Re: APOD: The Nearby Milky Way in Cold Dust (2010 Mar 22)

by neufer » Mon Mar 22, 2010 2:36 pm

sarahstitcher wrote:it is beautiful, it makes me think of waves crashing on the beach, except there isn't a beach, just more wave-crashing below!
http://en.wikipedia.org/wiki/The_Great_Wave_off_Kanagawa wrote:
Image

<<The Great Wave off Kanagawa (神奈川沖浪裏, Kanagawa Oki Nami Ura?, lit. "Under a Wave off Kanagawa") is a famous woodblock print by the Japanese artist Hokusai. It was published in 1832 (Edo Period) as the first in Hokusai's series 36 Views of Mount Fuji and is his most famous work. It depicts an enormous wave threatening boats near the Japanese prefecture of Kanagawa. While sometimes assumed to be a tsunami, the wave is more likely to be a large okinami. (Japanese "ocean wave".)>>

Re: APOD: The Nearby Milky Way in Cold Dust (2010 Mar 22)

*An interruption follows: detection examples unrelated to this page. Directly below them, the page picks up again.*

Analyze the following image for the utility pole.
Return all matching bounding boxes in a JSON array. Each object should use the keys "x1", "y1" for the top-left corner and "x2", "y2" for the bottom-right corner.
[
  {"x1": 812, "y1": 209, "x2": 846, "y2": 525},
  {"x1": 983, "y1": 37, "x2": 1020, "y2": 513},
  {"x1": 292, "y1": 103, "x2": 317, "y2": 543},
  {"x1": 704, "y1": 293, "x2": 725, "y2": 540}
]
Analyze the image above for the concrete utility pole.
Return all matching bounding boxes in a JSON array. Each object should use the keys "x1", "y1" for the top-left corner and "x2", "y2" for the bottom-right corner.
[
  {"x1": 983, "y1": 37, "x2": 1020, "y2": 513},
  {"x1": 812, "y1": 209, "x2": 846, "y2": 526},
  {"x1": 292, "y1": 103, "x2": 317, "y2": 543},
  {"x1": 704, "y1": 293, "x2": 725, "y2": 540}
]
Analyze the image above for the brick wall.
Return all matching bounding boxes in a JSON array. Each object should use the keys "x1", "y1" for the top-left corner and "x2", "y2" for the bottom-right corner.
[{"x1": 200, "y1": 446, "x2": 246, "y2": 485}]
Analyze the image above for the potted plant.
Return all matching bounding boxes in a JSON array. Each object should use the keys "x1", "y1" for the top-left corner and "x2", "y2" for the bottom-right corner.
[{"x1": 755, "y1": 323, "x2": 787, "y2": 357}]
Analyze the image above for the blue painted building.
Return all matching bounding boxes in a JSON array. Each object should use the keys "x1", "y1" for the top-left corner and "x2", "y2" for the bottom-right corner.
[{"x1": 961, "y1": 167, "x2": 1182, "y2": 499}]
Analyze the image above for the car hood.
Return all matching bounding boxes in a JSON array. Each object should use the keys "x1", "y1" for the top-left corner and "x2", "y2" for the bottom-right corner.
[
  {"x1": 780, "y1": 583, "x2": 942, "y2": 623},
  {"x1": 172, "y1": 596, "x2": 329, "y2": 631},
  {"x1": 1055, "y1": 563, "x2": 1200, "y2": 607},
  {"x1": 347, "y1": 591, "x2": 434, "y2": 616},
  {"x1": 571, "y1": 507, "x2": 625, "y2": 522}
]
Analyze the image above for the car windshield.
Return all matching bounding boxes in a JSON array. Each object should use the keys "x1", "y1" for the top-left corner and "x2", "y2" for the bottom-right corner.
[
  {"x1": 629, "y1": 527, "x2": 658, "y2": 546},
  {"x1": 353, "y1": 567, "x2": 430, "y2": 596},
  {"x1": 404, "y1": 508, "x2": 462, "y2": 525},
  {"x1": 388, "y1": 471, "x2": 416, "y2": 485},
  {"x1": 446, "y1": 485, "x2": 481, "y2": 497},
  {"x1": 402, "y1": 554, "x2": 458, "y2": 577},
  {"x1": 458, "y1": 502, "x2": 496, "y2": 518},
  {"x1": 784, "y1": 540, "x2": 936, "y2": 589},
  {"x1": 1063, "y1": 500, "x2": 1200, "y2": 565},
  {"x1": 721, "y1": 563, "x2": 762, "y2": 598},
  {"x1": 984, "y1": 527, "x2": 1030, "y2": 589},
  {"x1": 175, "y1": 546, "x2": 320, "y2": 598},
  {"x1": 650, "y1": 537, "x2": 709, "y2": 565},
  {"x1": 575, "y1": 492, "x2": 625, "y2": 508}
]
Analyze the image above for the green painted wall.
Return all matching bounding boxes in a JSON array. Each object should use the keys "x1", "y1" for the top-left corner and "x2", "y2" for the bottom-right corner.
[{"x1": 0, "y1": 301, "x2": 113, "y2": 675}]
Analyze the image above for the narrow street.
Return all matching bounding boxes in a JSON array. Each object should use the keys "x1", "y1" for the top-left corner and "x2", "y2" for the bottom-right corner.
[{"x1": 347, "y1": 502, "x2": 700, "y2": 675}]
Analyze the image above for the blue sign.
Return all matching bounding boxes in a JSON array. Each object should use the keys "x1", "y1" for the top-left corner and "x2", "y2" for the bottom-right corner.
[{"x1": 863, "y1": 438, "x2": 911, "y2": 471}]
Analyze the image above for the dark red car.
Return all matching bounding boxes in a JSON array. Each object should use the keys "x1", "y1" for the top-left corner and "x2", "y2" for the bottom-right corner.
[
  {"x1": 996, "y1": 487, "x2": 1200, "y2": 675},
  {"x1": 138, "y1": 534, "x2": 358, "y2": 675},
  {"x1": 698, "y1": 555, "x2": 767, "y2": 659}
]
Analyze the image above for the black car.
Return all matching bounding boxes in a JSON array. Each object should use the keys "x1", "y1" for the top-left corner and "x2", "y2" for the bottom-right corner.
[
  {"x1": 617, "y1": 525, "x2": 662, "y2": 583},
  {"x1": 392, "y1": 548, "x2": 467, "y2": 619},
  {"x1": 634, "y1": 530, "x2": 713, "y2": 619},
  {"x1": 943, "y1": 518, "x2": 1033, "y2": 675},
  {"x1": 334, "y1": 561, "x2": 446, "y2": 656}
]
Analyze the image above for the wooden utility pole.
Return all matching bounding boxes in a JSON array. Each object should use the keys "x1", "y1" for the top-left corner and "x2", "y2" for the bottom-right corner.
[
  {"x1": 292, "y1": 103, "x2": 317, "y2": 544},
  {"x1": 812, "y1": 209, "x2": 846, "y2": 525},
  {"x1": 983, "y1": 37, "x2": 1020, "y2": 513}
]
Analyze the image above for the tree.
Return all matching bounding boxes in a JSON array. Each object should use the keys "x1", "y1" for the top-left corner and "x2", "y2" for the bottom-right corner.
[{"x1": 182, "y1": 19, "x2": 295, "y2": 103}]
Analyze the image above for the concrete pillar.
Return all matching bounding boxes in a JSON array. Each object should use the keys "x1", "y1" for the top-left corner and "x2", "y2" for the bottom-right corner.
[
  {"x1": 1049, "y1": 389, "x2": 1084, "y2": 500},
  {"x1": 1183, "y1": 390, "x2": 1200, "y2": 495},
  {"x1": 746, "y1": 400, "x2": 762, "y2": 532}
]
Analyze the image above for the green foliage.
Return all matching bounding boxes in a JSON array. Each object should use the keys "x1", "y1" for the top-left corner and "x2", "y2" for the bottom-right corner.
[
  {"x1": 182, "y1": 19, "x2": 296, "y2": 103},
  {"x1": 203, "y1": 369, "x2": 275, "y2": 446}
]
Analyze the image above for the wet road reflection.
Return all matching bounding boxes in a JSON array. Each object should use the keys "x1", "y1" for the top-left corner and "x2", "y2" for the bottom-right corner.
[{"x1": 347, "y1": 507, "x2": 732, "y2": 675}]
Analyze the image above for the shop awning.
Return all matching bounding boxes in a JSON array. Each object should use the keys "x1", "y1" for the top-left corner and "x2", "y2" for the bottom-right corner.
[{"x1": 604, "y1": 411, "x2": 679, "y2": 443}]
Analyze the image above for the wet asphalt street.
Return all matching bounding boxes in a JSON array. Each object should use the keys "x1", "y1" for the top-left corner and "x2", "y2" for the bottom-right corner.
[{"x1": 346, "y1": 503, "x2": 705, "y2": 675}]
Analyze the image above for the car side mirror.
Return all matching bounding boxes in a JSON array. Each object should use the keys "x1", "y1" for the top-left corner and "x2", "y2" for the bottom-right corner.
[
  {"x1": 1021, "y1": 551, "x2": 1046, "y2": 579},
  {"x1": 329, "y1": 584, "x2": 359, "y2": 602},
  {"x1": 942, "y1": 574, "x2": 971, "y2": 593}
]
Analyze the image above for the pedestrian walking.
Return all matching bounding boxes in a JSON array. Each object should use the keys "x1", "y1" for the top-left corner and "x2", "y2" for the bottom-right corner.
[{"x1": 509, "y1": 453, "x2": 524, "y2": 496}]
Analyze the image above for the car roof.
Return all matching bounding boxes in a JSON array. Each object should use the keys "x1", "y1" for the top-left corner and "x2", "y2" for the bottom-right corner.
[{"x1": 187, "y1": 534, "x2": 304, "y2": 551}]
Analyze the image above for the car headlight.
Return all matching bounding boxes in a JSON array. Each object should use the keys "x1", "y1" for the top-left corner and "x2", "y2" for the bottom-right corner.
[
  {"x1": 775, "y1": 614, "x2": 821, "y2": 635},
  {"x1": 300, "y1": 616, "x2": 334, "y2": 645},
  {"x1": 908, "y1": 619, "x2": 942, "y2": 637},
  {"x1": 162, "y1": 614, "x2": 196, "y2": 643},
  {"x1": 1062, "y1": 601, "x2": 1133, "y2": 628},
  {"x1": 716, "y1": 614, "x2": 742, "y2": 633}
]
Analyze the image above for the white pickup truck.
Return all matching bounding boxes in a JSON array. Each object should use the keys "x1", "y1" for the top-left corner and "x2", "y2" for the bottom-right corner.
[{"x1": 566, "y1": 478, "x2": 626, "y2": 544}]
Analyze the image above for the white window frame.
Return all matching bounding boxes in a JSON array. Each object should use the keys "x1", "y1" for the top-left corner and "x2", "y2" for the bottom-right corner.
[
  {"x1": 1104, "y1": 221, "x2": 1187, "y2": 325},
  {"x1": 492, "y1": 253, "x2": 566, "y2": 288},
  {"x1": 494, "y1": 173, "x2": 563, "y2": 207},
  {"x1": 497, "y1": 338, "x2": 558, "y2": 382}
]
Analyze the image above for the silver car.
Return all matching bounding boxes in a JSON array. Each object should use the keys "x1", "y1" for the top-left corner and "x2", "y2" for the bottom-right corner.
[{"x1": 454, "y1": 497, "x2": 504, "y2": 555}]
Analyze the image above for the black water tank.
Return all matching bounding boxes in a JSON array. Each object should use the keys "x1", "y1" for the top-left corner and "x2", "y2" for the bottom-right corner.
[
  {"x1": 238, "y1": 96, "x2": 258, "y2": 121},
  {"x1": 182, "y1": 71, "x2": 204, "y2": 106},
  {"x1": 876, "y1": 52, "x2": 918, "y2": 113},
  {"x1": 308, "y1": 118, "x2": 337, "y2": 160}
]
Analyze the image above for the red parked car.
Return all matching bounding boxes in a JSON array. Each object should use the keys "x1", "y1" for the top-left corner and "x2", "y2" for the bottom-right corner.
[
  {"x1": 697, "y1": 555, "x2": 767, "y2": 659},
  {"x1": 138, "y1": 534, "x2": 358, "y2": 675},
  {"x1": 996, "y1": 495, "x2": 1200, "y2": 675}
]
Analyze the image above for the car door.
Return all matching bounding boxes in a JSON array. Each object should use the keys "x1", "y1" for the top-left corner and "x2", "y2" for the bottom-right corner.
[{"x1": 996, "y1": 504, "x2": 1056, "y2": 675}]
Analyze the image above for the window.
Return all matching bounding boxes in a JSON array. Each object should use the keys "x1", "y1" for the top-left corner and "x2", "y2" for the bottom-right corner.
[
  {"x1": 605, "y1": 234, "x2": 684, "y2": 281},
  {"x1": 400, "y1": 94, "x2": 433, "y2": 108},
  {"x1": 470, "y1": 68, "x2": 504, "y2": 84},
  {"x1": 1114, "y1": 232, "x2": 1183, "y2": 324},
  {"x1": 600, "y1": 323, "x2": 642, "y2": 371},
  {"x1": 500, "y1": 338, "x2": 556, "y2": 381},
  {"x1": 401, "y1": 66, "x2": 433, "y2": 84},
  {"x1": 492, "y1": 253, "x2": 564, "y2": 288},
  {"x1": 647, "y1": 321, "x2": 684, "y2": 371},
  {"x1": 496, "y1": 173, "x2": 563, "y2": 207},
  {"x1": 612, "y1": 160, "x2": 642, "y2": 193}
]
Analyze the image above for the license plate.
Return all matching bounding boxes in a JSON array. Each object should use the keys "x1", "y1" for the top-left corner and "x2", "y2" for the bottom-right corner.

by Chris Peterson » Mon Mar 22, 2010 2:24 pm

bystander wrote:While we are picking nits, shouldn't that be either 10 Kelvin or 10 degrees above absolute zero.
I think it is correct (but a bit awkward) as it is. Kelvins are used without "degrees", but "degrees" by itself doesn't mean anything, so requires modification to identify the system being used- in this case, the Kelvin scale. When used as a unit by itself, however, "Kelvin" should always be written "kelvin" (uncapitalized), following SI convention.

Re: APOD: The Nearby Milky Way in Cold Dust (2010 Mar 22)

by biddie67 » Mon Mar 22, 2010 2:08 pm

(( chuckling )) loved the excellent survey up top .....

Does the pink in the picture represent an average temperature along the galaxy plane that is inbetween the other 2 temps quoted?

And thanks to kjardine for pointing out that wonderful website!

Re: APOD: The Nearby Milky Way in Cold Dust (2010 Mar 22)

by sarahstitcher » Mon Mar 22, 2010 1:43 pm

it is beautiful, it makes me think of waves crashing on the beach, except there isn't a beach, just more wave-crashing below!

Re: APOD: The Nearby Milky Way in Cold Dust (2010 Mar 22)

by owlice » Mon Mar 22, 2010 12:49 pm

kjardine, thank you for that link. Wow! I need to collect the whole set; they should be on canvas.

What is the wave in that picture?

Re: APOD: The Nearby Milky Way in Cold Dust (2010 Mar 22)

by Costel » Mon Mar 22, 2010 12:33 pm

bystander wrote:
10 degrees Kelvin above absolute zero
While we are picking nits, shouldn't that be either 10 Kelvin or 10 degrees above absolute zero.
Yep, I subscribe to this, I wanted to make the note myself, but you was faster than me :)

Re: APOD: The Nearby Milky Way in Cold Dust (2010 Mar 22)

by kjardine » Mon Mar 22, 2010 10:18 am

It's interesting to compare this with the original IRAS image from the 1980s:

http://galaxymap.org/mwe/mwe.php?centre ... _markers=1

Re: APOD: The Nearby Milky Way in Cold Dust (2010 Mar 22)

by bystander » Mon Mar 22, 2010 8:59 am

10 degrees Kelvin above absolute zero
While we are picking nits, shouldn't that be either 10 Kelvin or 10 degrees above absolute zero.

Re: APOD: The Nearby Milky Way in Cold Dust (2010 Mar 22)

by owlice » Mon Mar 22, 2010 4:44 am

That's a gorgeous picture. Art, even. Wow!

Re: APOD: The Nearby Milky Way in Cold Dust (2010 Mar 22)

by neufer » Mon Mar 22, 2010 4:37 am

HellCat wrote:Grammar police alert:
while white corresponds to gas as warm at 40 Kelvins.
Did you mean - as warm AS ?
Did you mean - as warm AS 40 Kelvin?